Standard & Poor’s Ratings Services said today that it has revised its outlook on the core operating entities of French credit insurance group Coface to negative from stable. The core entities are:
— France-based Coface S.A.,
— Germany-based Coface Kreditversicherung AG,
— Italy-based Coface Assicurazioni SpA,
— U.S.-based Coface North America Insurance Co.,
— Austria-based Coface Austria Kreditversicherung AG and,
— Germany-based Coface Finanz GmbH.
S&P also affirmed the ‘A’ long-term counterparty credit and insurer financial strength ratings on Coface and the ‘A-1’ short-term ratings on Coface Kreditversicherung AG and Coface Finanz GmbH, and removed the long-term counterparty credit and insurer financial strength ratings from CreditWatch, where they were placed with negative implications on Dec. 10, 2009.
“The outlook revision reflects our view that Coface’s capital adequacy has deteriorated in 2009 from already weak levels,” explained credit analyst Marie-Aude Salinas.

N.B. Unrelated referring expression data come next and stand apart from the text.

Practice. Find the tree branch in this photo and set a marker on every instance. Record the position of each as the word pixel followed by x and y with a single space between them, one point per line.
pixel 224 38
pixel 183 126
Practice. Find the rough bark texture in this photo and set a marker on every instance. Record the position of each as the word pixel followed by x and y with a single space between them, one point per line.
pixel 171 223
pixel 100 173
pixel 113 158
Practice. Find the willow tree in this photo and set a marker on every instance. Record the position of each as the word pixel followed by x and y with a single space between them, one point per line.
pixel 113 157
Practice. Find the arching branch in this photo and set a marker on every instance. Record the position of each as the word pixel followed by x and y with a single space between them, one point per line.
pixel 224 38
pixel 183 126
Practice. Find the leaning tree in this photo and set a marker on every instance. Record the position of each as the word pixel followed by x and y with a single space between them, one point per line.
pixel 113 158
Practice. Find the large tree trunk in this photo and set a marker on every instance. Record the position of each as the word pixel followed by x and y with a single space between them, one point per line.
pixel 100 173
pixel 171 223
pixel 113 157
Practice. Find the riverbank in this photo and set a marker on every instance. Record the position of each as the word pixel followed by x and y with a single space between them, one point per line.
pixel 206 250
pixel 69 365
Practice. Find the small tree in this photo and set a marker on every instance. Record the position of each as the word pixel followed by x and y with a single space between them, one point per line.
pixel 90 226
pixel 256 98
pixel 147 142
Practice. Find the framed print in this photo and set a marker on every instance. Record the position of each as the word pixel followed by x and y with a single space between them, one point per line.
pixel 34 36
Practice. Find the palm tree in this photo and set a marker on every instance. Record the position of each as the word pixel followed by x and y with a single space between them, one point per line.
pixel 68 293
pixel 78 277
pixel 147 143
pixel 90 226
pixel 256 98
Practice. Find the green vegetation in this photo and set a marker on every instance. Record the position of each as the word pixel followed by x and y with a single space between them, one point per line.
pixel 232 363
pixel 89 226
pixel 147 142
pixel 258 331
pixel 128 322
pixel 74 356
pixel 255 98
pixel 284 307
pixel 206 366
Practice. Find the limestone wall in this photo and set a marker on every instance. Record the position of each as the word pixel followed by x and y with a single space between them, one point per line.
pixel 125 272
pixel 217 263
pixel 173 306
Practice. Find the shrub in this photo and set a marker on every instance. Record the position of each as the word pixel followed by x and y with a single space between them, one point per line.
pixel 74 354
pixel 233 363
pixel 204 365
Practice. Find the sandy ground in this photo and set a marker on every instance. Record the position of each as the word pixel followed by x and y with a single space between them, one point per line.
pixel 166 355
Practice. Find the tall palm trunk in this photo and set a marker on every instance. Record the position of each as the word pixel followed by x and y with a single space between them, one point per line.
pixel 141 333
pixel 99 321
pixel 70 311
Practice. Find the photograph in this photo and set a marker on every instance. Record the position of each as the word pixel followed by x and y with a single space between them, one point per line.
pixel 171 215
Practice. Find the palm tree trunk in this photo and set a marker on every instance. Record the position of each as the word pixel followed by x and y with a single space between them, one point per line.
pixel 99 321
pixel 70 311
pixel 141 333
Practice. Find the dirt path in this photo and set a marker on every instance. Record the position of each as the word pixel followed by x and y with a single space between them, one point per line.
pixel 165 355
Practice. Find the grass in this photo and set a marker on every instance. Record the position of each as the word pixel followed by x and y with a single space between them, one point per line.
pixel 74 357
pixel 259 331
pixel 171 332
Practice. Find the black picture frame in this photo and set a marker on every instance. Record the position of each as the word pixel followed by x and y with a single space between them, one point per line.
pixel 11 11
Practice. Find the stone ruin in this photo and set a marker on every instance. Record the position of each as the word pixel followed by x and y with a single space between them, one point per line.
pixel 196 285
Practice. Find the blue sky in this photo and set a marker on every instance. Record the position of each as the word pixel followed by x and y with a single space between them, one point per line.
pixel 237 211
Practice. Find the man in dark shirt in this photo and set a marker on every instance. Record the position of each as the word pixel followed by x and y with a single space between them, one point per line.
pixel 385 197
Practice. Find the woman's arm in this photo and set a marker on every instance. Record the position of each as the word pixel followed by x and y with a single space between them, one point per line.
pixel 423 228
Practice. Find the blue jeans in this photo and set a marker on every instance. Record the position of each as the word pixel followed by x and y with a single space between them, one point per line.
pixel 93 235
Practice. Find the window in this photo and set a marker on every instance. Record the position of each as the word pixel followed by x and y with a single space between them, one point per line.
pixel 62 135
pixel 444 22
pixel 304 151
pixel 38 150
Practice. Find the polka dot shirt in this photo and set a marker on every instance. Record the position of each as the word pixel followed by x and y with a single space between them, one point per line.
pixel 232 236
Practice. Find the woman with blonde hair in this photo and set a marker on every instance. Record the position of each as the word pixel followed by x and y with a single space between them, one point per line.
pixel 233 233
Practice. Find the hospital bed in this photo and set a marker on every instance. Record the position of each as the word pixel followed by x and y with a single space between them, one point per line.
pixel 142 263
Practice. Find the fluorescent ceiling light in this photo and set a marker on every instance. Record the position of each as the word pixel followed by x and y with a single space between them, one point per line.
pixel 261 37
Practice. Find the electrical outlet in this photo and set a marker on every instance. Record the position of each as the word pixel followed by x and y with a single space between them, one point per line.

S&P said it also factors in the challenges we believe the company will face in restoring its capital adequacy, despite a €175 million [$250 million] capital injection by parent Natixis S.A. to levels more commensurate with the current ratings.”
Salinas added: “The negative outlook reflects our expectations that we could lower the ratings if Coface does not restore capital adequacy to a ‘good’ level within one year, as measured by Standard & Poor’s risk-based insurance model without our 1.25 stress weighting, either through additional risk measures, additional capital raising, or earnings.”
S&P also noted that it would “consider a downgrade if Coface’s earnings exacerbate pressure on capital adequacy, either because the insurer’s net combined ratio is above 145 percent in 2009 or is unlikely to recover close to 100 percent in 2010. Similarly, we could lower the ratings if the parent shows signs of diminishing support to Coface.
“Conversely, we could consider a positive rating action if Coface’s capital adequacy recovers more quickly than we currently expect and its earnings exceed our earnings expectation.”